The onset of the pandemic led to a sharp drop in home sales and delinquencies, while the foreclosure rates had actually decreased due to federal and state policies aimed at supporting homeowners facing economic hardship.

However, recent data indicates that over 18 months, foreclosure risk is not uniform across the United States. Some areas have displayed decreasing rates of foreclosure activity, while others have seen increases. Multiple factors are influencing this disparity, including regional labor markets and different regulations imposed by states and local governments.

In states such as Florida and Texas, foreclosure rates have dropped significantly, thanks to strong employment growth and consumer confidence. These areas are also benefiting from growing economies and real estate markets, greatly reducing the total number of at-risk homes.

Meanwhile, states like Louisiana and Mississippi have seen foreclosure rates climb, which can be partially attributed to their slower economic recoveries. In addition, certain regions of these and other states have experienced a surge in cases of COVID-19, causing further economic disruption. As a result, more homeowners in these areas are experiencing severe financial strain, leading to a rise in delinquency rates and eventually, foreclosures.

The disparity between different parts of the country is creating a two-tiered housing market, with some locations recovering faster than others. This imbalance is causing challenges for some lenders, who must navigate an increasingly complex mortgage landscape. In particular, lenders must determine how to handle borrowers located in states with higher foreclosure rates. It is especially important that lenders do not neglect previously successful borrowers in these high-risk locations, as they may be able to stay current on their payments despite the current economic environment.

Overall, eighteen months into the Coronavirus pandemic, the nation's housing market and foreclosure risks remain varied and unpredictable. Despite federal initiatives to support homeowners, significant differences are apparent between different regions, and lenders must be aware of these inequalities when assessing risk. As the economy continues to rebound, these disparities are likely to persist for some time, requiring continued vigilance from lenders to ensure they are not adversely impacted by the unpredictable nature of the current housing market.

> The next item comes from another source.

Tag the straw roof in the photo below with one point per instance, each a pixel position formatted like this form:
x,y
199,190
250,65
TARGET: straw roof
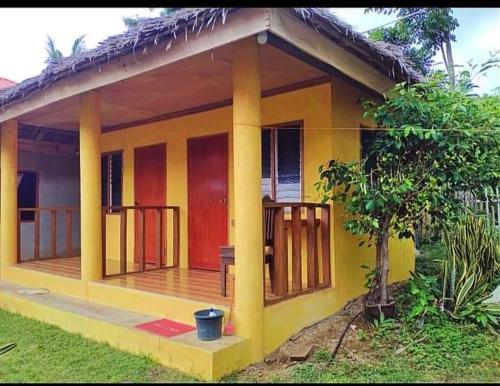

As the Coronavirus pandemic enters its eighteenth month, foreclosure risks have become increasingly varied across the United States. Economic indicators such as employment numbers and consumer confidence are largely responsible for the correlation between regional performance and foreclosure rates, with areas with stronger economic recoveries seeing lower rates of foreclosure activity. By comparison, other regions have lagged behind, with increasing foreclosure rates caused by more challenging labor markets and widespread COVID-19 outbreaks. This two-tiered market is creating obstacles for lenders, who must navigate a complex environment when assessing risk. Overall, the disparities in regional foreclosure activity demonstrate that lenders must remain vigilant and responsive as the housing market continues to evolve amid the pandemic.